Scanxiety hit again with a vengeance. They had found something.
They discovered a number of things from that first scan. My son had a serious eye condition unrelated to his NF1 which meant he had no sight in one eye. On the other eye he had something called an optic glioma, which so many NF parents dread: a tumor on his optic nerve. A group of oncologists discussed my child’s case and decided, for now, no treatment was needed. We were sent home.
Scanxiety never left me though.
In six months’ time we would be back for another scan. My mind could not ignore that. He had a scan, they found a tumor. Next time there could be more.

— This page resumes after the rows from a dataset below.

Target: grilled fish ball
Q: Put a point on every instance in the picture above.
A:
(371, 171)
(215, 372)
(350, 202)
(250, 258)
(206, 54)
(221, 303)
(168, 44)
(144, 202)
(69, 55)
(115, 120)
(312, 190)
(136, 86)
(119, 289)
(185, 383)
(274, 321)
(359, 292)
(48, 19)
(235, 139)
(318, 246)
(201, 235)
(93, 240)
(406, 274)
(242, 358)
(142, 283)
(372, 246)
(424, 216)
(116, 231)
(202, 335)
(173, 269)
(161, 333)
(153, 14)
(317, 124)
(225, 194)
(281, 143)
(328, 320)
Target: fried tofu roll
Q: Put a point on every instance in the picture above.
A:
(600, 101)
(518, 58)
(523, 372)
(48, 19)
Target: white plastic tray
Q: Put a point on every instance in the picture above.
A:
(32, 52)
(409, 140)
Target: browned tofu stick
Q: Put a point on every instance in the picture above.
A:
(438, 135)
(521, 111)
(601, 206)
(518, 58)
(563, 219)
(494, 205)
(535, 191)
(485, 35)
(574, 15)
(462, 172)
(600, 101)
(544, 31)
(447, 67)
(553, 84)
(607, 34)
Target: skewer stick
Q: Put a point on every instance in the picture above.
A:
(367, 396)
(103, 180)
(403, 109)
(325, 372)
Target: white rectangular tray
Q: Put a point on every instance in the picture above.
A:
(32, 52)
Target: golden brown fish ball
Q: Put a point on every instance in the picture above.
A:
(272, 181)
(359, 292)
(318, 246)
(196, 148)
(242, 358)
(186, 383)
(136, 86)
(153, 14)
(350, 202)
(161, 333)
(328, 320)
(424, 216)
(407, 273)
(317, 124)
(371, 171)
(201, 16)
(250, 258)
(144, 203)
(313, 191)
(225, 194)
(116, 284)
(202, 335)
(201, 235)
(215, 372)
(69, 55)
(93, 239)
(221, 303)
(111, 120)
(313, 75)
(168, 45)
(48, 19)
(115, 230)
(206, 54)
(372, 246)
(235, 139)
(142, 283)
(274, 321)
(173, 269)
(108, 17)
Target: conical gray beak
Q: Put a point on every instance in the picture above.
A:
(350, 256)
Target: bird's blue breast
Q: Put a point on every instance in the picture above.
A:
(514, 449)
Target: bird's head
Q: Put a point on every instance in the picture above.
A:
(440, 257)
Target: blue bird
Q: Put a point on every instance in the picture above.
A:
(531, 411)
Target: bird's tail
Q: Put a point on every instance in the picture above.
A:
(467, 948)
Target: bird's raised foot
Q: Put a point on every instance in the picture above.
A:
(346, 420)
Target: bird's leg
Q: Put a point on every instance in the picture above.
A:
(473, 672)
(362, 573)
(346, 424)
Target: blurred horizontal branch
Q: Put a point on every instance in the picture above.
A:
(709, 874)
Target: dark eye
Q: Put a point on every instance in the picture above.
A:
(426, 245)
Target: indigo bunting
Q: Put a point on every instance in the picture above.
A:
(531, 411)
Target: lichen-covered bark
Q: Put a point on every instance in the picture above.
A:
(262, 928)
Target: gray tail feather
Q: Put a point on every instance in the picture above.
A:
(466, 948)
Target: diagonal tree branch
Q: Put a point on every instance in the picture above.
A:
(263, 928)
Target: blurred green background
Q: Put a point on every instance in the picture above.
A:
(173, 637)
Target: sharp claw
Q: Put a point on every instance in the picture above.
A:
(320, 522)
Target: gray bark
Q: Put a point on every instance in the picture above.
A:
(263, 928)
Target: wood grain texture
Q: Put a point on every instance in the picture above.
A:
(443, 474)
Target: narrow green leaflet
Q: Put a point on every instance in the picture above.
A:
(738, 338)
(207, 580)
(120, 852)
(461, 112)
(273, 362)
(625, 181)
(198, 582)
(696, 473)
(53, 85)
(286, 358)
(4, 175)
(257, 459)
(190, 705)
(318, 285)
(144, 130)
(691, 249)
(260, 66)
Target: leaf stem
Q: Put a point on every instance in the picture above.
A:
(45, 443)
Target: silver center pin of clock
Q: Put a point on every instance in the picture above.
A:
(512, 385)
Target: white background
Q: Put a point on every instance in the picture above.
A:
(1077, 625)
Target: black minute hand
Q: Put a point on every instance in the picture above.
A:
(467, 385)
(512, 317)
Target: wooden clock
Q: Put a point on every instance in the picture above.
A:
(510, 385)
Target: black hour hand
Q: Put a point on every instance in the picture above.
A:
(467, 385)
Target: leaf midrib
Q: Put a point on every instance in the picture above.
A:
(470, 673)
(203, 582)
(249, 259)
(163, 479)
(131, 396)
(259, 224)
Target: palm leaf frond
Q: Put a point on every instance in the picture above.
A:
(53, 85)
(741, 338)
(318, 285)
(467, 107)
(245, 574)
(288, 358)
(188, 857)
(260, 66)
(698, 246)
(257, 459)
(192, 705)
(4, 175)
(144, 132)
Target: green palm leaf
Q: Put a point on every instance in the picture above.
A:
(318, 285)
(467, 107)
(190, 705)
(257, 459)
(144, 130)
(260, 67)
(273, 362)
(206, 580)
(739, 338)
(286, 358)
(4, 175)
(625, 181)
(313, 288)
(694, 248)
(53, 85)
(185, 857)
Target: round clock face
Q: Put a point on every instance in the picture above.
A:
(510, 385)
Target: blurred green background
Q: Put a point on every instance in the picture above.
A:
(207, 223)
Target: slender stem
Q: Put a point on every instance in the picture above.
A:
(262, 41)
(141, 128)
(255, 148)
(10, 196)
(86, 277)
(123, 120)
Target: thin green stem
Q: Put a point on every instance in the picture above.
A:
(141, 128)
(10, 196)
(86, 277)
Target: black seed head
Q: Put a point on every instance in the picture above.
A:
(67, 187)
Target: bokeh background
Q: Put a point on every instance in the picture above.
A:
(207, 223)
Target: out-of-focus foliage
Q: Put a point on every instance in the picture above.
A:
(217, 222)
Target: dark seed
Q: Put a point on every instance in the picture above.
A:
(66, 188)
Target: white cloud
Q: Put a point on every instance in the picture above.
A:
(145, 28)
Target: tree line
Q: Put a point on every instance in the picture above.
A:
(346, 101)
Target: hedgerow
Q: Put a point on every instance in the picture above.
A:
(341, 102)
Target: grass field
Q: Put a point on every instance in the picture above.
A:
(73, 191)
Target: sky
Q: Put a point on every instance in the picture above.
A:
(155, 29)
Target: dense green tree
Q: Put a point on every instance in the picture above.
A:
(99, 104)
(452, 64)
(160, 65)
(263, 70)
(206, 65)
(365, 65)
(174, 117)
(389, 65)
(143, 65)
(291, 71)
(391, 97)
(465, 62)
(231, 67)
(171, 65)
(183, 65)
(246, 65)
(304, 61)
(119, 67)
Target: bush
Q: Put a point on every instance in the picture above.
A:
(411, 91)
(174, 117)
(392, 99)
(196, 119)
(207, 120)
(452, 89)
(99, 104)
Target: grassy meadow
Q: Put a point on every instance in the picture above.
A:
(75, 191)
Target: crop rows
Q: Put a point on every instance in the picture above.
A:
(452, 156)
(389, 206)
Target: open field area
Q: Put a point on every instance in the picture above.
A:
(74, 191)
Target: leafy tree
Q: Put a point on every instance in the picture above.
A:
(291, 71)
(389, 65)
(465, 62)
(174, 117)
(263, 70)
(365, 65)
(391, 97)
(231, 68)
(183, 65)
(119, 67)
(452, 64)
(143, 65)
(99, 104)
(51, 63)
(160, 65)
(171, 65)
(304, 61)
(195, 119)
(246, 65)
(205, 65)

What should have been a six-month wait until the next one turned into an agonizing 10 months before we finally had our next scan on March 3 of this year. The scanxiety of waiting for that second scan was awful. The day of the scan was awful. Waiting on the results is awful.
When your child has NF1, scanxiety never leaves you.
This time the results showed the original tumor was stable, but my son also has brain lesions, one of which is large, and these are a direct result of his NF1 too.
We live with the constant worry he may one day need chemotherapy. We live with the worry he could go blind due to his optic glioma since he has no sight in his other eye at all. We live with the worry they may one day find a tumor that keeps growing.
I live with anxiety as a mum to a child with NF1. That anxiety is deeply connected to the fact my son needs ongoing scans for the rest of his life.
There is no cure for NF1, and there is no cure for the scanxiety it brings either.